Shopping with her daughter, Kristin, the owner of Nonchalance, Erickson said they bought Night Light’s suede skirts and jeans-style jackets, Goldex Enterprises’ handknit beaded tops, Andrea Masano’s linen sportswear, Sue Wong’s dresses, Mannequin’s dresses and Allen by ABS sleeveless tops and patterned skirts. Sales have been “brisk,” with many shoppers showing more interest in feminine, contemporary looks, they said.
Anita Pesot and Maryann Guillemin, buyers for Elizabeth Maar Boutique, a 1,200-square-foot store in Haverford, Penn., said sweaters, jackets, pants, skirts, dresses, shoes and accessories were on their shopping list. Rico Handknits was one resource they planned to check out, and they also hoped to find a few new lines.
Having seen sales climb by 25 percent compared to last year, the pair said shoppers are buying everything, including collections.
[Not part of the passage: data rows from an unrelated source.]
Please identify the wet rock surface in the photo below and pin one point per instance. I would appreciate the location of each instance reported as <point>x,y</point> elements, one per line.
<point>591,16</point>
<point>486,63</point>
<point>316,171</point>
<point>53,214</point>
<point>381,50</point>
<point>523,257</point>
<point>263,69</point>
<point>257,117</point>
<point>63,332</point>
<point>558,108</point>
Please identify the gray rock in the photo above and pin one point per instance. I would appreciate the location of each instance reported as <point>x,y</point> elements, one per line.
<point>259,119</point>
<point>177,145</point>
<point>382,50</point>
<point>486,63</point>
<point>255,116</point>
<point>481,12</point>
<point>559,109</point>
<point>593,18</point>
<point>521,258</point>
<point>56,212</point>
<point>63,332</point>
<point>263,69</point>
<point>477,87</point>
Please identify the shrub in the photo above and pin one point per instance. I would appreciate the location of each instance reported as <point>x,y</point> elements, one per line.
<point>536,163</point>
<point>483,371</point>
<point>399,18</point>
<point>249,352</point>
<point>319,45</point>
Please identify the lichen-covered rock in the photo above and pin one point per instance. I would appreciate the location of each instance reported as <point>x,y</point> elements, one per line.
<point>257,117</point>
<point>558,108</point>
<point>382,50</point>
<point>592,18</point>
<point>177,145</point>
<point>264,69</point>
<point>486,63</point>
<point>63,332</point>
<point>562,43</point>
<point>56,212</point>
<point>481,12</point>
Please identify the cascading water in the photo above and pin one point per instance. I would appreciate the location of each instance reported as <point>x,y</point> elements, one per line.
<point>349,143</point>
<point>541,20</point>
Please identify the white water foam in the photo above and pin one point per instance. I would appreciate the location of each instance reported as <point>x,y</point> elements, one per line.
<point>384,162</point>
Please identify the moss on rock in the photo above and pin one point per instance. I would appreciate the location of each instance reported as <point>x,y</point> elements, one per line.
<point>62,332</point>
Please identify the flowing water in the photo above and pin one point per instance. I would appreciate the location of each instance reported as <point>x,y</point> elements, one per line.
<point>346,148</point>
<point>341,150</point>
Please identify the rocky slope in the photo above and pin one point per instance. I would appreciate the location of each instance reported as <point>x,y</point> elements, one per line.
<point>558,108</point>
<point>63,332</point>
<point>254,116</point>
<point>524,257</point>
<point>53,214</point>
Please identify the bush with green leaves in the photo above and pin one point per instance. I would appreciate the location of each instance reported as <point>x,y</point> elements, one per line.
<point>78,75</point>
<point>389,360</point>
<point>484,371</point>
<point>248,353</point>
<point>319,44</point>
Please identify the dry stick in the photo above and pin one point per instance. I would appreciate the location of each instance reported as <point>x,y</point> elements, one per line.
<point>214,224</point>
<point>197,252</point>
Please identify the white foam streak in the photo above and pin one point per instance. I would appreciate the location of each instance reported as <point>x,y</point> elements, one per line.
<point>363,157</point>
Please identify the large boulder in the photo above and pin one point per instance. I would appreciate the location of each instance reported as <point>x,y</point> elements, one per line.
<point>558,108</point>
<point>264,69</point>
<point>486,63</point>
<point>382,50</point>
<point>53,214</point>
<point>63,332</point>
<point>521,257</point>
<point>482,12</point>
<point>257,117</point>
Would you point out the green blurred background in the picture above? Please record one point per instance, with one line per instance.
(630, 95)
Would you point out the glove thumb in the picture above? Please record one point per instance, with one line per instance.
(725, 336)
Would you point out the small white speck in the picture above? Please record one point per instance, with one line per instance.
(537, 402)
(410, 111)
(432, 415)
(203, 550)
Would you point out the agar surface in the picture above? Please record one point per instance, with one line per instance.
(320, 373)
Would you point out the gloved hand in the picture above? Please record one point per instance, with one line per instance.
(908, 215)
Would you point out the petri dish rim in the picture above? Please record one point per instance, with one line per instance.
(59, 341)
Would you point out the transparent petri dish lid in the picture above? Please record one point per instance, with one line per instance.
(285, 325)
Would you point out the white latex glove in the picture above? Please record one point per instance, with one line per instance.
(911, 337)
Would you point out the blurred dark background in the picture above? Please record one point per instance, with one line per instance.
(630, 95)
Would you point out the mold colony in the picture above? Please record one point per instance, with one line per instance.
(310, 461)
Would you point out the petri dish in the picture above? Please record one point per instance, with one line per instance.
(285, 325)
Guillemin said suits are making a comeback and clothes are in again.
“It’s a fun season with all the leather, fashionable pieces and colors. The customer loves what’s out there,” she said. “The clothes look great.”
Alaina Impellitteri, co-owner of Medusa’s, a 1,200-square-foot store in State College, Pa., said she was on the lookout for dresses, “little sweaters,” and handbags. Unlike previous seasons when relaxed dressing was the rave, now women are looking for clothes with a little more structure, she said.
Sales are running 30 percent ahead of last year, due partially to doubling the store’s square footage by relocating to a new site, she said.
“We’ve increased traffic and we’re getting a lot of tourists,” Impellitteri said. “When people go on vacation, they want to bring home something new and different, especially if they live in a small town where everyone wears the same things.”
Grace Loeffler, owner of Boutique de Jolie Madame, a store in Orange, Conn., said there is more interest in dressier clothes, especially day-into-evening looks. In addition to checking out Sue Wong’s collection, she said she was looking for at least one or two new resources.
“Customers feel the strength in the economy is going to last longer than just a boom,” Loeffler said. “The real estate market is also strong, which has brought a lot of movement to the area.
“Customers in my area are a little more interested in luxury merchandise and items. They’re now more relaxed about adding items in accessories and clothing. That makes me more relaxed as a buyer — for the moment. Let’s hope it lasts.”